I am not a trainer who believes dogs should be kept calm at all times. I will not argue that agility should not be a source of that rush for dogs. What I do believe is that the human half of the team needs to both recognize how powerful stress hormones are, see that they are not benign, and take action to help their dog cope with the adrenaline they are experiencing.
Coping Mechanisms: The Good, The Bad, and the Barky
What do the sniffing dog, the barking dog, and the dog beating himself with a toy ringside have in common? They’re all engaging in coping mechanisms that help them process and deal with the stress hormones they are experiencing in the agility environment. Not all coping mechanisms are created equal; some of them are disruptive to the environment, some are damaging to the dog, and others irritate handlers. The point is not to force your dog into one coping mechanism or another, the point is to recognize that you have no right to take your dog’s coping mechanism away (collar popping for barking or sniffing anyone?) without providing him with an equally-soothing alternative. No matter how relaxed your dog seems he will require a coping mechanism ringside; that is a high-stress area. Here are some of my favorites:
- Cookie Search: Tell your dog “find it” and then scatter cookies along a wall (never in the middle of the crowd, always a safe area). Searching is soothing, and so is eating. Win-win. Before you say “my dog isn’t food motivated” (a phrase that makes a good trainer’s skin crawl) just don’t knock it till you try it. Many, many dogs that will not take treats from your hand near agility will engage in this game. And by the way, if your dog won’t take treats near agility, you might want to think about why that is. (Hint: it’s not about food drive or lack thereof).
- Slow Cookies: This only works for dogs that are all about food, but for those dogs, it works well. Feed your dog some very tasty morsels, very slowly. Shred that string cheese into tiny bits and feed your dog as you do so. Let him watch you shred it slowly and deliver. If he isn’t drooling you aren’t doing it right.

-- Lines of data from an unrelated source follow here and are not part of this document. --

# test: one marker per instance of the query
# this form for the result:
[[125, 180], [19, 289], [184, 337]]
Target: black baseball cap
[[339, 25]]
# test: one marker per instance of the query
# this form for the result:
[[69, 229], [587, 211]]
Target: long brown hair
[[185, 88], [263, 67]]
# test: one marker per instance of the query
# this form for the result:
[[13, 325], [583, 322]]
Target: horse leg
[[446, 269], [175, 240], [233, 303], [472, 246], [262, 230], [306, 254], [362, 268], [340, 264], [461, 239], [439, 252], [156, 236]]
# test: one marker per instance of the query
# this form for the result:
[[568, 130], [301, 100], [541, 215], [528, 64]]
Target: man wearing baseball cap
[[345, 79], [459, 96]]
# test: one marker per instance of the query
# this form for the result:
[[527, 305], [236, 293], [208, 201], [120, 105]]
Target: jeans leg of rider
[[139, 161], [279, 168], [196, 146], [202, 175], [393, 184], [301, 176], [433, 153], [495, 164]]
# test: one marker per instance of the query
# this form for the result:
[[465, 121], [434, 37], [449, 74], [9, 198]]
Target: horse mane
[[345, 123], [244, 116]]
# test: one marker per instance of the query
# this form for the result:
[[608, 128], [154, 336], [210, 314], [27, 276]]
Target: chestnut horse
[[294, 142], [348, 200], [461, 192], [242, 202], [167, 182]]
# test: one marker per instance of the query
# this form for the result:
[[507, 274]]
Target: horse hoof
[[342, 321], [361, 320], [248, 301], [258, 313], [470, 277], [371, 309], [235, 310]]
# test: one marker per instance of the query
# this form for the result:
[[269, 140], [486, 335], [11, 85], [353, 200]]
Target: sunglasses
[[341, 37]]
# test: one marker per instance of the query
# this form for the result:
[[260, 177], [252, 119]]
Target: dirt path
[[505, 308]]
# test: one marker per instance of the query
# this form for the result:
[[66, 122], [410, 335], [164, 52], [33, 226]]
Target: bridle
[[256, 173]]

- Tug: I hesitated to include this because I genuinely think it is not soothing for a good number of the dogs whose handlers believe it to be. A good way to test is to tug a little bit, then let go. Does your dog bring it back to you, asking for more? Or does he hoard the toy, shredding it or slapping himself with it? If he does the latter, or if he just abandons the toy altogether, tug in the traditional sense may not be his best way of coping.
- Doing Stuff: Engaging in high-energy, highly-reinforced behaviors for a solid 1:1 reinforcement ratio (one behavior for one reinforcer) helps quite a few dogs. Think waiting in a restaurant for someone to show up, and you’re a little nervous (first date, solo meeting with the boss, friend you need to have a tough conversation with). You’re going to engage in a coping mechanism. If you’re me every piece of silverware will be perfectly straight and the salt and pepper shakers will sit in perfect symmetry at one end. That’s “doing stuff” and it helps.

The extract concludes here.